2016-03-26 15:09:00

Iraq. Mons. Warduni: dialogo possibile se è disinteressato


In Iraq si preannuncia una Pasqua sanguinosa dopo l’attentato di ieri sera nello stadio di Iskanderiya, 50 chilometri a sud di Baghdad, e rivendicato dall’Is. A oggi il bilancio è di 41 morti e 105 feriti. Maria Laura Serpico ha chiesto a mons. Shlemon Warduni, ausiliare di Baghdad dei Caldei, quale clima si respiri in Iraq in questa Pasqua:

R. – La situazione in generale non è molto tranquilla. Perciò, noi abbiamo fiducia in quello che dice Gesù quando dice: “Non abbiate paura!”. Noi siamo pieni di speranza, perché la fede cristiana è speranza: speranza nel Risorto, speranza nell’amore per il quale Lui ci ha detto di amarci gli uni gli altri, e poi amare Dio con tutto il cuore, e il prossimo e andiamo avanti!

D. – Il patriarca caldeo di Baghdad, mons. Louis Raphael I Sako, nel messaggio per la Pasqua ha esortato i cristiani a “rimanere uniti su questa nostra terra”. Perché i cristiani oggi dovrebbero rimanere in Iraq?

R. – Vivere insieme è una cosa, vivere gli interessi personali o religiosi oppure confessionali è un’altra cosa. Noi abbiamo vissuto insieme per tutti questi anni, con difficoltà, perché non è andato sempre tutto liscio, però abbiamo fatto il nostro possibile per mettere pace con i fratelli musulmani, cioè con i nostri coetanei e anche con quelli che c’erano prima. Però, anche noi non sappiamo: adesso sono aumentati gli interessi personali, sono aumentate le guerre, le divisioni. Secondo me, questo accade perché il mondo si allontana da Dio non solo qui in Iraq ma, come si vede, in tutto il mondo. Avete visto cosa è successo a Bruxelles, avete assistito tramite alla televisione, alcuni mesi fa, a quello che è successo in Francia. Noi gridiamo da tanto tempo: per favore, non vendete le armi a questa gente che non ha coscienza. Cercate di fabbricare altre cose che fanno bene all’uomo, cercate di obbedire a Dio, a Cristo nostro Signore, che dice: “Amatevi gli uni gli altri”. In questo modo possiamo vivere e continuare la nostra vita con loro. Ma quando ci sono i diavoli che sono scesi dall’inferno in terra, questi diavoli fanno tutto per dividere gli uomini da Dio, gli uomini tra di loro e anche l’uomo in se stesso, che è diviso, perché da una parte c’è Dio e la sua salvezza, e dall’altra parte c’è anche il diavolo che cerca, come ha fatto con Adamo, di allontanare l’uomo da Dio.

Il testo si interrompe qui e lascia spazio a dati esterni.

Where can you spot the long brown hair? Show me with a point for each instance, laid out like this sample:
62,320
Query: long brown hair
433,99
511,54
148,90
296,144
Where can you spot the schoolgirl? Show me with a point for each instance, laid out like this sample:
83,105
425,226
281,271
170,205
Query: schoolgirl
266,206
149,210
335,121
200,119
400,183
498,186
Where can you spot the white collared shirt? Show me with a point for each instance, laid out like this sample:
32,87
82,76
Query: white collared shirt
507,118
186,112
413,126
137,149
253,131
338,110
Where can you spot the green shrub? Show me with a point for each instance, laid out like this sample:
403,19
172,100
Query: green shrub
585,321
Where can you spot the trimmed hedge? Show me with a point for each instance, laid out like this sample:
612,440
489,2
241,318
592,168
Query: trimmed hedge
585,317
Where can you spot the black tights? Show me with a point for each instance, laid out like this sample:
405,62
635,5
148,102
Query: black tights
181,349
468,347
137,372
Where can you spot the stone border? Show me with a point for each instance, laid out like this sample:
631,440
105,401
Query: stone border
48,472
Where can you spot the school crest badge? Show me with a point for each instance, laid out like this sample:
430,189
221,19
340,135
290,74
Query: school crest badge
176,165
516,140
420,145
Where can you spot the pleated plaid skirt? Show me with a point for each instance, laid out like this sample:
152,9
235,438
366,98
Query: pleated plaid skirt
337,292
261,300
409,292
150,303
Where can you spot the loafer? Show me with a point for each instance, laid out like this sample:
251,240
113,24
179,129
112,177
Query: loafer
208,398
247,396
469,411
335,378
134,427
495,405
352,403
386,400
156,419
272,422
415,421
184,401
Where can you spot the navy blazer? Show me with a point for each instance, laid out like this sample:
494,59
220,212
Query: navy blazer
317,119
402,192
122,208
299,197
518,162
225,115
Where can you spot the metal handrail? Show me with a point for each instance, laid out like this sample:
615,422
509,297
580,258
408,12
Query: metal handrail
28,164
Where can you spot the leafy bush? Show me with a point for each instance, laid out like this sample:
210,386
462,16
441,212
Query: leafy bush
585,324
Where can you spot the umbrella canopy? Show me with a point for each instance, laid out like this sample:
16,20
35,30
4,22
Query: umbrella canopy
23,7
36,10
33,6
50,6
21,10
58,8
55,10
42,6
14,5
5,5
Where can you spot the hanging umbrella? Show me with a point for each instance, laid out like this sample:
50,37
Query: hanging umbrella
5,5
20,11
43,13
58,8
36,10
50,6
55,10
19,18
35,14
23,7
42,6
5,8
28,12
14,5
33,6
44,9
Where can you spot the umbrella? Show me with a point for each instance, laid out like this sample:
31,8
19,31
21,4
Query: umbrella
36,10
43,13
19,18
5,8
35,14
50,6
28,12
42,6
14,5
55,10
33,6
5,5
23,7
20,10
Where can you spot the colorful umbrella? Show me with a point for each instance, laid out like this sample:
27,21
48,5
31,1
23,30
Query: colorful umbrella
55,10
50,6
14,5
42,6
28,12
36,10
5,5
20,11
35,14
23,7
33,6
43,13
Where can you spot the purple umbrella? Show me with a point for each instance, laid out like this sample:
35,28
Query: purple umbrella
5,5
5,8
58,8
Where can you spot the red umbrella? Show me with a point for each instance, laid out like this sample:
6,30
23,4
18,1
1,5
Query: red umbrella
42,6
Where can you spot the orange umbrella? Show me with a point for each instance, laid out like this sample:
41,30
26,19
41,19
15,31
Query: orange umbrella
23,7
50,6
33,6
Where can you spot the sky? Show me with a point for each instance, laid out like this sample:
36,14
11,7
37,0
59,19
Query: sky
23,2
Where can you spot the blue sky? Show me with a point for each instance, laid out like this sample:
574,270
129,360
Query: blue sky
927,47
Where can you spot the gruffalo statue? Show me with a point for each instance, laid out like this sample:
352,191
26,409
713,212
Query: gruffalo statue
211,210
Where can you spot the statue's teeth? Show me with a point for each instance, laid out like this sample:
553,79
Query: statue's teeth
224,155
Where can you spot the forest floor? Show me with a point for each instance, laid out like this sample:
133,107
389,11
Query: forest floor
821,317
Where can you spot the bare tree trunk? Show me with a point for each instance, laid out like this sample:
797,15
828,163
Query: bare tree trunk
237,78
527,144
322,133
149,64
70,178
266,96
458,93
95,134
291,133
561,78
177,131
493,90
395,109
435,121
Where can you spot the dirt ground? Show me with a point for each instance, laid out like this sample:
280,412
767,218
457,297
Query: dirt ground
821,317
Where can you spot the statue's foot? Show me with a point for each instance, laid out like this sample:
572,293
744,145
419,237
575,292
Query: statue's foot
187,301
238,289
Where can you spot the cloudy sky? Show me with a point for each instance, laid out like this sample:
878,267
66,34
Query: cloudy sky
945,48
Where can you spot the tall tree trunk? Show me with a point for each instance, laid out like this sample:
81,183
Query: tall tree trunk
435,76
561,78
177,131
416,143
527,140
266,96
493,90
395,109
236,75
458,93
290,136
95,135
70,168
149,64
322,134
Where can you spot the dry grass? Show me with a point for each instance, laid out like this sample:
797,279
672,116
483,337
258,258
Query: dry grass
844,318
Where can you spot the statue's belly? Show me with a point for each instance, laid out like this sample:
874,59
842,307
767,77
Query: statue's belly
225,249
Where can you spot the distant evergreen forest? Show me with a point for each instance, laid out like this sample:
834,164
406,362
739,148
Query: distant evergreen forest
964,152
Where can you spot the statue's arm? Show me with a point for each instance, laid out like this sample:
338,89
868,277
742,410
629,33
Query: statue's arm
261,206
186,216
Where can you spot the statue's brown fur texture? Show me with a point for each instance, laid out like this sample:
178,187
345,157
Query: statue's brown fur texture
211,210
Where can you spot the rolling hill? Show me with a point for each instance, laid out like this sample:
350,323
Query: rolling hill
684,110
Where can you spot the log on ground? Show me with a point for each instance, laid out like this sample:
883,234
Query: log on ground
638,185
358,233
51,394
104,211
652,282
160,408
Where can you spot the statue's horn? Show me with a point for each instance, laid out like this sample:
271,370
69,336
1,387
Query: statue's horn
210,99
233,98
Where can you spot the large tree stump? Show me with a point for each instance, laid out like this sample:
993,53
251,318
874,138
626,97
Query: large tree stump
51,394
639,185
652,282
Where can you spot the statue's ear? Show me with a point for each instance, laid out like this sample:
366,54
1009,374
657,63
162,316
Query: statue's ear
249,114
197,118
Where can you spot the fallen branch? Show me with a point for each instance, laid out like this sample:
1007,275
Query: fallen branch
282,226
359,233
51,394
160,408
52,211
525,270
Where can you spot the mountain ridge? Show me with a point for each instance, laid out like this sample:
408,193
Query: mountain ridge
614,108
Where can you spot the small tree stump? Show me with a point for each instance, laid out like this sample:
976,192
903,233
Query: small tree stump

D. – Secondo lei, un dialogo interreligioso è ancora possibile oggi sul suolo iracheno?

R. – Se veramente abbiamo detto “dialogo”, dialogo vero, dialogo disinteressato, dialogo senza alcuna cattiveria, solo fare la volontà di Dio, questo dialogo è possibile. Ma quando ci sono tante altre cose che vogliono "tirare il buon cuore dal campo di Dio", allora sarà impossibile. Noi speriamo, in questa Santa Pasqua, che il Signore ci dia la sua grazia: chiediamo che sia una Pasqua di pace in tutto il mondo, perché non è solo l’Iraq, dove c’è la guerra, oppure la Siria, per tutto il mondo. Perché l’uomo si allontana da Dio. Andiamo a girare per le strade dell’Europa: cosa vediamo? Possiamo chiedere o parlare di Dio davanti agli altri? Subito diranno: questo non è il nostro interesse, questo non è affar nostro. Perché non si può parlare al parlamento europeo di cristianesimo? Questo è fanatismo? Oppure è fanatismo proprio “contro” Dio? Quindi, noi chiediamo la speranza, la pace, l’amore, la salvezza, l’unità per tutto il mondo, per mezzo dell’intercessione di nostra Madre, Maria.